According to NHS Resolution, 1,833 incident claims for needlestick injuries were received between 2012 and 2017. Of these, the 1,213 successful claims cost the NHS £4.1m.
The figure is probably higher than this, as hundreds of claims still remain open, and it is widely speculated that many needlestick injuries go unreported.
What is it? A needlestick injury or ‘sharps’ injury is an incident, which causes a needle, blade (such as scalpel) or other medical instruments to penetrate the skin.
The main risk from a sharps injury is the potential exposure to infections and diseases. This can occur when the injury involves a ‘sharp’ that is contaminated with blood or a bodily fluid from a patient.
These injuries cause stress and fear, as medical professionals must wait sometimes several months before the results of potential transmission of blood-borne viruses (BBV) show up.
These blood-borne viruses can be very serious, and some of the most concerning are; Hepatitis B (HBV), Hepatitis C (HCV) and Human immunodeficiency virus (HIV).
At risk are employees and others working in health and social care, those who directly handle sharps, but also those who may inadvertently be put at risk when needles are not stored or disposed of correctly.
The resolution?
Safe-T is a device that could potentially eradicate needlestick injuries. The globally patented device features a spring and this enables a needle to be automatically retracted once it is injected into the patient, meaning it is never seen again after injection.
Russell Maudsley, a former chemist and founder of Safe-T, spoke to The Manufacturer about the innovative device.
He said: “With Safe-T, you never take the needle out of the patient. It automatically retracts from the injection site and it is then locked into our device. That is the key.”
Needlestick injuries incur devastating costs; emotional, compensational, and potentially life-changing.
He continues: “Every time you have a needlestick injury you need to be assessed and analysed medically, to find out whether you have contracted anything.

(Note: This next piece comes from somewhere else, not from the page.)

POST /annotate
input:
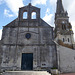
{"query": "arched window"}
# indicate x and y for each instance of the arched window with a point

“The problem is, you inject the needle into the patient, and why do you do that? Because you don’t know what the patient might have.”
He explains the needle is then withdrawn and often covered with a plastic case, which he say is “not safe – this is why there is at least 100,000 needlestick injuries a year.”
If a needle is covered with only plastic – which is common practice – after it is taken out of a patient, and a nurses thumb for example slips and gets pricked by it, the nurse could’ve contracted a virus the patient may have.
Bringing back production to the UK
Maudsley is beginning production in the UK in the first quarter of 2019, having previously manufactured in China, and plans to produce tens of millions of devices in the coming years.
After scraping all devices that have already been produced in China, he is bringing back his production to Shropshire, as the need for quality control on a device with such serious consequences means he needs a one in a million fail rate.
He explained: “The reason I have brought everything back from China, is when you construct this device, you need a spring as this enables the retraction. I need to automate the assembly and this Chinese company would not do that.
“We had to analyse them in the UK and some of them are not fit for purpose and, I can’t do that.”
He concluded: “Each one needs and will be photographed digitally, so we have then traceability records of every single one.”
He explains that the NHS and many global health services have expressed interest in the potentially life-saving device.
This is a tool that could prevent something on the surface quite harmless. It is only when the potential problems of needlestick injuries are highlighted that it becomes a clearly very serious issue, which could, with Safe-T be potentially eliminated.